WIP Limits AKA [the] Context Switch overhead [problem]
The idea of suggesting that we do less is often a tricky one to get our head around, from a business perspective when we are under pressure to get things done, saying “no, this item has to go in the backlog” is not always easy, this is especially prevalent where we are firefighting.
So, why do I say “AKA context switch overhead”?
Digging in. Before I knew about ‘WIP limits’ as a thing, I used to explain this idea that increasing the number of things we were doing at once would lead to loss of effectiveness at delivery. My audience was largely Unix systems admin and network engineers so it was a bit technical, it went something along these lines..
“Think of a time slice scheduler in operating system terms, in our OS it has one job; to divide fixed CPU resources amongst the processes demanding CPU time on your machine. Every time the scheduler switches the CPU to work on a different process there is a fixed small amount of time required to change ‘context’ to the new process (think registers, memory, paging etc)..”
Often the penny would drop at this point in the conversation, people would begin to see that the overall throughput would be lower because the ‘end to end’ or ‘cycle’ processing time for any given process would be longer due to more time spent context switching and less on execution.
The effect of the number of processes on the cycle time
We can show the time scheduling of our imaginary computer mathematically (I hope) using the information below to produce a number which represents this ‘execution time window for processing’ or ‘cycle time’:
Execution time window : e
Available time: T
Number of processes: n
Delay for context switch: d
Using the formula ‘e = (T / n) – d‘ we can see the amount of time a process gets on the cpu for execution.
Lets plug some numbers into this equation to provide a simple example.
e = (T / n) – d
e = (10 / 10) – 0.1 = 0.9 seconds
e = (10 / 40) – 0.1 = 0.15 seconds
e = (10 / 80) – 0.1 = 0.025 seconds
e = (10 / 100) – 0.1 = 0 seconds !
As we can see our window of execution get smaller and smaller until it becomes zero, the way around this in our OS would be to introduce a priority scheme, which ranks processes in importance of execution (think of the Unix ‘nice’ command) such that the core system will always keep functioning, the side effect is that we will end up with some processes which *may* never get any CPU time. This happens to be a method we can readily integrate into our work planning, i.e. task and project prioritisation.

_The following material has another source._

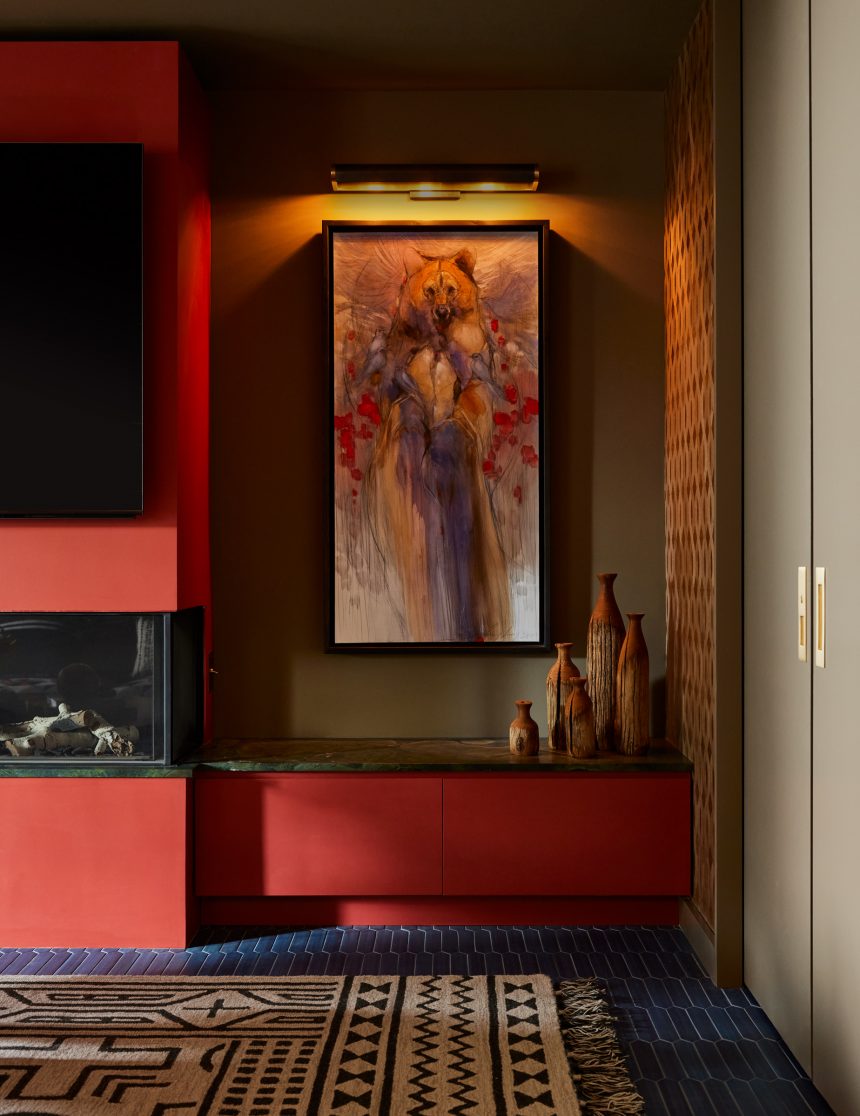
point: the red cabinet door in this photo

The effect of number of processes on throughput
Another part of the exercise is to look at the effect of increasing the number n , of processes we are running on the total available ‘processing time’, i.e. the time in which processes are executing on the CPU.
Using formula ‘processing time = T – (d * n)‘ we can see the impact on total available CPU time for execution
10 – ( 0.1 * 10 ) = 9 seconds
10 – ( 0.1 * 40 ) = 6 seconds
10 – ( 0.1 * 80 ) = 2 seconds
10 – ( 0.1 * 100 ) = 0 seconds !
As we see from the above, at 100 processes we are effectively bogged down in context switching only, there is no time for processes on the CPU to execute, meaning effectively zero throughput.
Again, we avoid this in both OS terms and work planning by introducing prioritisation.
Back to WIP limits
To illuminate our understanding of why limiting WIP is necessary we need to think in terms of flow and time to complete a task or activity. It is reasonable to assert that as humans switching our focus from one thing to another comes with a time penalty, a period in which we start thinking about the new or next topic before we are actually doing much execution, this could be expressed as ‘it takes a short while to get going on a different piece of work’.
Recognising that facet of our own mental capabilities is key to grasping why we should limit work in progress.
To illustrate WIP limits affecting flow and throughput there is a great video by David Lowe (@bigpinots) here.
Atlassian also talk about ‘flow’ here, having enough understanding to be able to talk about why we want to limit concurrent work in progress and explain why it’s necessary can be crucial to convincing others.